In multilevel analyses, it is often necessary to estimate a standardised mean difference (SMD) such that the numerator mean effect comes from a different model than the denominator SD. The numerator could be a covariate-adjusted mean difference and the denominator the SD from the sum of residual and random effect variances in a model without covariate adjustment. For example, statistical analysis guidance for EEF evaluations requires this approach, alongside confidence intervals.
This note simulates data with known sample effect size, covariate-outcome association, and random effect variances, and estimates the SMD using the two packages in R I know that directly do the sums:
TL;DR summary: surprisingly, {eefAnalytics} does not follow EEF guidance. I can, however, replicate what it does using {lmeInfo}. Also I can get {lmeInfo} to provide the answer I expect.
(I’m aware of arguments against SMDs, e.g., Tukey, 1969, and arguments for using an SD from a survey of the population of interest.)

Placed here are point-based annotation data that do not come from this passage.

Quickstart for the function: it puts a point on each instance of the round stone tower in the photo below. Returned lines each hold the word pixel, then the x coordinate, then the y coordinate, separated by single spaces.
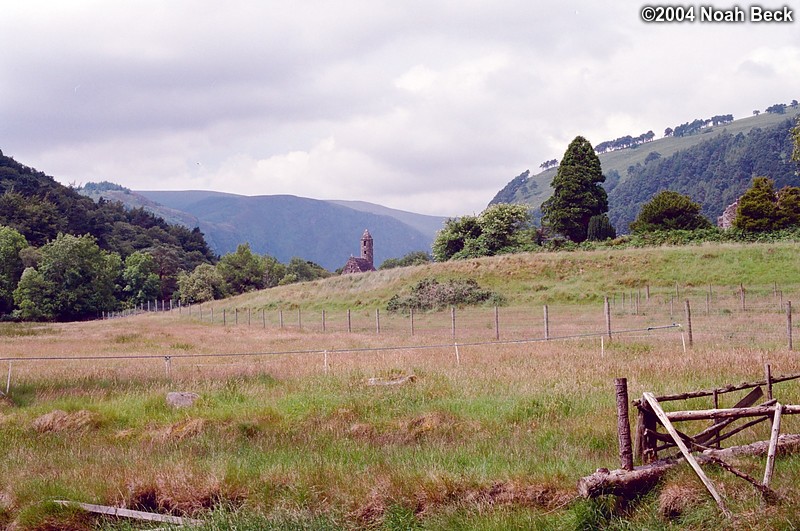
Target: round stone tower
pixel 366 247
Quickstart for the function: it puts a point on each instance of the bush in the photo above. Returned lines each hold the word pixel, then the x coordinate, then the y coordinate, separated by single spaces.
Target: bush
pixel 430 294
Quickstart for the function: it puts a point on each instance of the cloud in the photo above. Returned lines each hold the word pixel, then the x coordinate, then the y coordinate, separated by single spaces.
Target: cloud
pixel 431 107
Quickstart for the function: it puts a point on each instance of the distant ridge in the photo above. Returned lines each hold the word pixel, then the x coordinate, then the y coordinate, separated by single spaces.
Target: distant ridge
pixel 623 207
pixel 286 226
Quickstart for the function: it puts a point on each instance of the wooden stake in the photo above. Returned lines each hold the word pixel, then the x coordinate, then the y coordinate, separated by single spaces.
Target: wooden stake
pixel 546 323
pixel 685 451
pixel 768 379
pixel 773 444
pixel 688 321
pixel 623 424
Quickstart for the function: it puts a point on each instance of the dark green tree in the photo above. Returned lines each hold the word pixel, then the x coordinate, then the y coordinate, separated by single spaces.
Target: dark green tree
pixel 577 194
pixel 75 280
pixel 758 207
pixel 669 210
pixel 140 276
pixel 11 266
pixel 201 285
pixel 600 229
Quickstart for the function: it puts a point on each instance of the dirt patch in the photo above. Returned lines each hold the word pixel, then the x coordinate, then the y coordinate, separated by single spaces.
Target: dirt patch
pixel 60 421
pixel 675 500
pixel 430 497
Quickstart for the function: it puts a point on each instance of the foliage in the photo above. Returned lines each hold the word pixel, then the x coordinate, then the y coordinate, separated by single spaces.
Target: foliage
pixel 763 210
pixel 76 280
pixel 600 228
pixel 430 294
pixel 411 259
pixel 669 210
pixel 203 284
pixel 501 228
pixel 11 265
pixel 577 194
pixel 242 270
pixel 140 276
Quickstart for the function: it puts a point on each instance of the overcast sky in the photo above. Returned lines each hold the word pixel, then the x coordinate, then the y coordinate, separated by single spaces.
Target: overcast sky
pixel 428 106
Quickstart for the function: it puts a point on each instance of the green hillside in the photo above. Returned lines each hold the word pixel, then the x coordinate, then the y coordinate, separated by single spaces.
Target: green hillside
pixel 535 189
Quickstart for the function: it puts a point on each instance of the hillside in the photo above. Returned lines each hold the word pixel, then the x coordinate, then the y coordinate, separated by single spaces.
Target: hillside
pixel 535 189
pixel 286 226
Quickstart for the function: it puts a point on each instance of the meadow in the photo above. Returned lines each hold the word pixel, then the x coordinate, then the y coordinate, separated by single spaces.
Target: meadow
pixel 289 433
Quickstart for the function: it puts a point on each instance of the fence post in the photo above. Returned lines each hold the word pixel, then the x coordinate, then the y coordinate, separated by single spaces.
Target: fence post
pixel 547 323
pixel 688 321
pixel 623 425
pixel 742 296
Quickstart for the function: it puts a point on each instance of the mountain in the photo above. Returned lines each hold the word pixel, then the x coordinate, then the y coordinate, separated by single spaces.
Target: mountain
pixel 725 157
pixel 285 226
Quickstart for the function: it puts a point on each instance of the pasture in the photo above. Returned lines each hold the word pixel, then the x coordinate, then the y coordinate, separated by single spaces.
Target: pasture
pixel 288 431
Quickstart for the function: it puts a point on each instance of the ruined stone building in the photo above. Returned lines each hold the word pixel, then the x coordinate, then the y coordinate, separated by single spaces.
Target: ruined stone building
pixel 364 263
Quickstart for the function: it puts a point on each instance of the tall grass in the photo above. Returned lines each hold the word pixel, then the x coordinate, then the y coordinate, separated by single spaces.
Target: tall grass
pixel 494 438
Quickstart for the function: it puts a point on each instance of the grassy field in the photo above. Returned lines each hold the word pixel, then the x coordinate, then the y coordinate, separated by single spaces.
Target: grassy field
pixel 288 433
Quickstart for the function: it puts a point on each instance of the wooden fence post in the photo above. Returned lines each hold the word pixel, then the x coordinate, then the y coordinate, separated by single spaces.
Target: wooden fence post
pixel 688 321
pixel 623 425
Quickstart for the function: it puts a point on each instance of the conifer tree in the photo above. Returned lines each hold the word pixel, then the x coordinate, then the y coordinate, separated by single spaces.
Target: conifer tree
pixel 577 194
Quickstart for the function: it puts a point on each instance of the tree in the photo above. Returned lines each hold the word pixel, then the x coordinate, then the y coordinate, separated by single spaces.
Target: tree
pixel 75 279
pixel 600 229
pixel 140 277
pixel 758 207
pixel 501 228
pixel 452 239
pixel 669 210
pixel 242 270
pixel 11 265
pixel 201 285
pixel 577 194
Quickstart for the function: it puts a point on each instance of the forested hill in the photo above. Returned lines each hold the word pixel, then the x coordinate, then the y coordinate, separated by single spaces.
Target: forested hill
pixel 713 166
pixel 40 208
pixel 713 173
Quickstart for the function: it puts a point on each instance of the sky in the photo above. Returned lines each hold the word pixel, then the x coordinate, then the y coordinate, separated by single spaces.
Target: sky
pixel 430 107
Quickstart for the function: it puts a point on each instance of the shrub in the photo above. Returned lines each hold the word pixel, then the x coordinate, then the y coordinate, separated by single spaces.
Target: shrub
pixel 430 294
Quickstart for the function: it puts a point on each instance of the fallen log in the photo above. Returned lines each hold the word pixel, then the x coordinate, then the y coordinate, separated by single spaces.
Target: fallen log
pixel 624 483
pixel 631 483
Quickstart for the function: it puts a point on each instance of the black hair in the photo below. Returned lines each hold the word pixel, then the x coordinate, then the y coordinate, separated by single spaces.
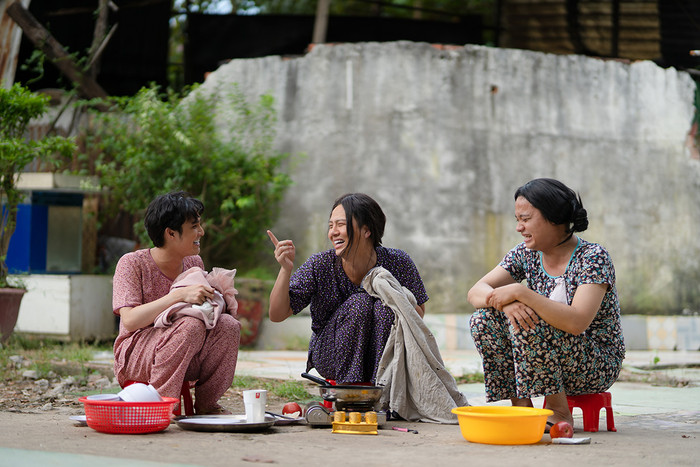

quiet_library <- \(...) library(...) |> suppressPackageStartupMessages()
quiet_library(tidyverse)
quiet_library(lme4)
quiet_library(tictoc)
quiet_library(beepr)
quiet_library(lmeInfo)
quiet_library(eefAnalytics)
quiet_library(nlme)
quiet_library(lmeInfo)
n_schools <- 1000
n_pupils <- 100
n_total <- n_schools * n_pupils
n_treat <- n_total / 2
cov_var <- 0.6 # proportion of variance explained by the pupil covariate
school_var <- 0.3 # proportion of variance explained by school
es <- 1.23 # the effect size we want to simulate
stopifnot(n_total %% 2 == 0)
stopifnot(n_schools %% 2 == 0)
The SMD we’re looking for is 1.23 – keep an eye out for that number!
Note that I’m trying to get the sample to have exactly the properties I want, hence all the scaling to get sample SD = 1 and use of residuals to remove sample correlations.
set.seed(42)
my_scale <- function(...) scale(...) |> as.numeric()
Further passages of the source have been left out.